Ce dernier domaine a connu, en France, des changements notables. L’intervention des grandes surfaces a modifié la structure du marché. Ces dernières, ravitaillées par les majors ou par l’importation négociante, représentaient en 2009 (statistiques du CPDP) 59 % du marché contre 37 % pour les majors qui, fournisseurs ou concurrents, perdent une partie de leur marge surtout lorsque les grandes surfaces ne considèrent que le côté « produits d’appel  » de leurs carburants. Alors que les hausses sont, de plus en plus, mal acceptées et que l’état veut sauvegarder les apports de la fiscalité pétrolière (en 2009 – statistiques du CPDP – avec 34 239 millions d’euros elle représentait 16 % des recettes nettes du budget général), il n’est pas étonnant de voir la Shell suivie par BP, avec d’autres partenaires et d’autres conditions, céder une partie de son réseau de distribution notamment à l’enseigne AVIA pour ne garder, sur les grands axes, que des stations de prestige et de grande rentabilité.

Les choix des groupes pétroliers

La situation française, avec ses caractéristiques propres, semble bien donner une image assez fidèle des orientations stratégiques actuelles des majors :

 S’efforcer, dans l’optique d’une financiarisation poussée, de se désengager de toute activité ne dégageant pas les taux de rentabilité souhaités par les marchés. ESSO France avait déjà donné un premier exemple de cette politique en cédant ses gisements de pétrole brut en Aquitaine. Rappelons les cessions de stations de ravitaillement par Shell et BP. Rappelons la cession ou la fermeture de raffineries ou de sites pétrochimiques.

 Orienter les nouvelles disponibilités financières en priorité vers la recherche et la production de pétrole brut qui, compte tenu de la puissance financière, technique et politique d’intervention des majors et de la tension à prévoir sur ce marché avec la disparition progressive des ressources fossiles, est la plus susceptible d’assurer une rentabilité certaine jusqu’à une sortie du pétrole dans les meilleures conditions.

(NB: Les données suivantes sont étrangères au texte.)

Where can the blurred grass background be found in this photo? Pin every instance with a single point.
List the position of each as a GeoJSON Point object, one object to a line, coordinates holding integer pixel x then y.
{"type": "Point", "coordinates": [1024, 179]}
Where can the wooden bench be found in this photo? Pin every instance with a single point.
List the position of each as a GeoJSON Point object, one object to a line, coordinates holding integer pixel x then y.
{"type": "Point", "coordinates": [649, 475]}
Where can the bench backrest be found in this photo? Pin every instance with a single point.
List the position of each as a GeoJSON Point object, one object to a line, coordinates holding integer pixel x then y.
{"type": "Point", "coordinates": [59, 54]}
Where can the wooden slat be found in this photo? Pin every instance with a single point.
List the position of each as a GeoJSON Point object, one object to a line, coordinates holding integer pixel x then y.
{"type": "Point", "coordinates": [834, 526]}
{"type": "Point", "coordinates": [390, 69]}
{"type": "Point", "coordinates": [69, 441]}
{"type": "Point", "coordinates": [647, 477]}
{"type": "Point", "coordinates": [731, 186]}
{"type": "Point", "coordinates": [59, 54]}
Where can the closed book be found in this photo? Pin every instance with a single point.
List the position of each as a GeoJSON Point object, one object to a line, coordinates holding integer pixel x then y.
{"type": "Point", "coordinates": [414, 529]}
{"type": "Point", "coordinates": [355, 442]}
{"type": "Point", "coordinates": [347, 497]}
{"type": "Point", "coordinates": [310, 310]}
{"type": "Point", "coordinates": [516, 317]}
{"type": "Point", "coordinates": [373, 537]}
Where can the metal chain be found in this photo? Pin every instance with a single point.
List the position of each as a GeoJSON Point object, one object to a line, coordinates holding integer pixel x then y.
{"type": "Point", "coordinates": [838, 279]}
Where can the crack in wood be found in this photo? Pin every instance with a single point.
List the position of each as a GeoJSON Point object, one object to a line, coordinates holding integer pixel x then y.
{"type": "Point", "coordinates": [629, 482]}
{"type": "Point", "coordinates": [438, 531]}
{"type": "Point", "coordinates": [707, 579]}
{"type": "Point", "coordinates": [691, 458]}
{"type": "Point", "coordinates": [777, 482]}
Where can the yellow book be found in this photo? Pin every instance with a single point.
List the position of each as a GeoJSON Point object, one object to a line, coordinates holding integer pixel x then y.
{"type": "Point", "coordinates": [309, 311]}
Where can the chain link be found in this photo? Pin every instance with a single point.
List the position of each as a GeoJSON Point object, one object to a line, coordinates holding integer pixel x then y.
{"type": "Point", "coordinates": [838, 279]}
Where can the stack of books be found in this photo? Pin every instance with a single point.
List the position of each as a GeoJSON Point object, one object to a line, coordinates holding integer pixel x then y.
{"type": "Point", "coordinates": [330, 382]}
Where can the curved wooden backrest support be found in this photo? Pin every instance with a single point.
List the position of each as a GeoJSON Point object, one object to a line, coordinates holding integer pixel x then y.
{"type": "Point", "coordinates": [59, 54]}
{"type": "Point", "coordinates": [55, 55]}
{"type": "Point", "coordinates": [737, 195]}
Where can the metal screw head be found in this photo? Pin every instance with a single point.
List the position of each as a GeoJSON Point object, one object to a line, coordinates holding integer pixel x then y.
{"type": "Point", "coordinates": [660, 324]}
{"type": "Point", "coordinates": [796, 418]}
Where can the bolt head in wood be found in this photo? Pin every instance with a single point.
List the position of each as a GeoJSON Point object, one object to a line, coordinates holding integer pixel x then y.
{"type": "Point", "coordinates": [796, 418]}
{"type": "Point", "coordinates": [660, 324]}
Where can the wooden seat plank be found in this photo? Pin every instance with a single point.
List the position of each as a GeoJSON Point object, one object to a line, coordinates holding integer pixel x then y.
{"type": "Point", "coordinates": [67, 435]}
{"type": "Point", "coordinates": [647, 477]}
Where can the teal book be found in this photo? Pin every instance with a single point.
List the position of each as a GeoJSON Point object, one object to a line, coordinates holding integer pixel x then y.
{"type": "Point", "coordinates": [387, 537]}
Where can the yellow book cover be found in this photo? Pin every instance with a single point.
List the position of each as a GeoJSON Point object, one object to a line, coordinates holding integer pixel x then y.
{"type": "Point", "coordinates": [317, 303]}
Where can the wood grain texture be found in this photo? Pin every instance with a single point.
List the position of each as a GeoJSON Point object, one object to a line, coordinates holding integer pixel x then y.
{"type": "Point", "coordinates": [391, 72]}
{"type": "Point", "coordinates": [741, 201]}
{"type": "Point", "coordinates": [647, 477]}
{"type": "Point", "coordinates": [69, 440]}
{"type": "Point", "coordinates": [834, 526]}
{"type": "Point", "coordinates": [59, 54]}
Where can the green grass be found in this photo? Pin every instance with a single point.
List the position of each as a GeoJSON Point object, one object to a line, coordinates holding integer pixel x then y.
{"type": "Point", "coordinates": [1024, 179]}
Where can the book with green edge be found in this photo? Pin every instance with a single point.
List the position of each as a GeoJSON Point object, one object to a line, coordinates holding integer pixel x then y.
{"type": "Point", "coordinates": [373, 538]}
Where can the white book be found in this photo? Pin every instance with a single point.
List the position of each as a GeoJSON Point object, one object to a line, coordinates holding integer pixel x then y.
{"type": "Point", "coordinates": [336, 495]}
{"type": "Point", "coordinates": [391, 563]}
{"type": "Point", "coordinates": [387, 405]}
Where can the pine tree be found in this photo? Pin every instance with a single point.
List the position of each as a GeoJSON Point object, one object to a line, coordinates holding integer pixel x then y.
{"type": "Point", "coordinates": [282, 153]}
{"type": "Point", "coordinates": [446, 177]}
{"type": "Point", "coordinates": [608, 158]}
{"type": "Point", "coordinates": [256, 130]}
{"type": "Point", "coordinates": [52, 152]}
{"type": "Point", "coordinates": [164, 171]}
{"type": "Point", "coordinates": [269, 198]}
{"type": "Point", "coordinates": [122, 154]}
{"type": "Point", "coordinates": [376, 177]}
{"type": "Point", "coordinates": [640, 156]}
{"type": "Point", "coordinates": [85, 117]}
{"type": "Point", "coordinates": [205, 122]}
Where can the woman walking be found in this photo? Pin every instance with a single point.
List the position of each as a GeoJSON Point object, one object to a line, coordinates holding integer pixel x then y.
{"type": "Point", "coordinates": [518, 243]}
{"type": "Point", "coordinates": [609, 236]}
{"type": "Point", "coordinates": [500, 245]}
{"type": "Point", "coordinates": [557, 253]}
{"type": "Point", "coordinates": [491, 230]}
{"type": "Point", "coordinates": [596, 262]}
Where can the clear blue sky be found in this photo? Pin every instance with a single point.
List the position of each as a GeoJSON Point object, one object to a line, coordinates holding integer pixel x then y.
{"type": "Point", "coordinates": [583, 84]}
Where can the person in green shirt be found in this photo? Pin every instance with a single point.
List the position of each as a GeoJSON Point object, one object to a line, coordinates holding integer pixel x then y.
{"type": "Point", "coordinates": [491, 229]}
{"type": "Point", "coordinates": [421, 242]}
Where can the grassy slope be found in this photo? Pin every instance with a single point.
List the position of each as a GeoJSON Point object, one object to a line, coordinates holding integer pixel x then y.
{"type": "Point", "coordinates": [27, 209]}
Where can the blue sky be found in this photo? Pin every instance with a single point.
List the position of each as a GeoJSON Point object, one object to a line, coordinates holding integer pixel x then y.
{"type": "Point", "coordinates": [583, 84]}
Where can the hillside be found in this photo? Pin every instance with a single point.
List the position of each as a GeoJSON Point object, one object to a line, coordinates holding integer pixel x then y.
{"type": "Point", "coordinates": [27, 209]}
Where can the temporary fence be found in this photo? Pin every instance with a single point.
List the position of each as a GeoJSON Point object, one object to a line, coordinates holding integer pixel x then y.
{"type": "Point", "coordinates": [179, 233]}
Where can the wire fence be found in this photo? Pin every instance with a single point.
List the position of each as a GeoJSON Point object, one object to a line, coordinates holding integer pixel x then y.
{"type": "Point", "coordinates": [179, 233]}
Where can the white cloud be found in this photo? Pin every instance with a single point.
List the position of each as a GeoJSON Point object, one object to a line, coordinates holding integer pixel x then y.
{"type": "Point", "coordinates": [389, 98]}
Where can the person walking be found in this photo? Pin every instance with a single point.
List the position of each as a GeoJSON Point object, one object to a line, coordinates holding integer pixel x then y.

Pour consolider ce qui précède, il s’agit donc, pour celles-ci, de transformer une situation semi-concurrentielle avec les pays producteurs par des partenariats durables, notamment dans les domaines de l’attribution de concessions, de la production et du raffinage et de la pétrochimie, susceptibles d’accéder à leur revendication de mieux valoriser leur patrimoine. Cela est en cours non seulement avec les pays du Moyen-Orient (raffinage, pétrochimie notamment les matières plastiques) mais aussi avec la Russie dans la production de pétrole brut. La seule difficulté est politique, elle concerne l’Amérique latine. Cette avancée aurait l’avantage pour les majors de les rapprocher  des lieux de forte progression de la consommation et de permettre des solutions d’appoint plus favorables économiquement à leur intervention en Europe dans le cadre tant de leur désengagement que des à-coups de politiques nucléaires ou écologiques incertains.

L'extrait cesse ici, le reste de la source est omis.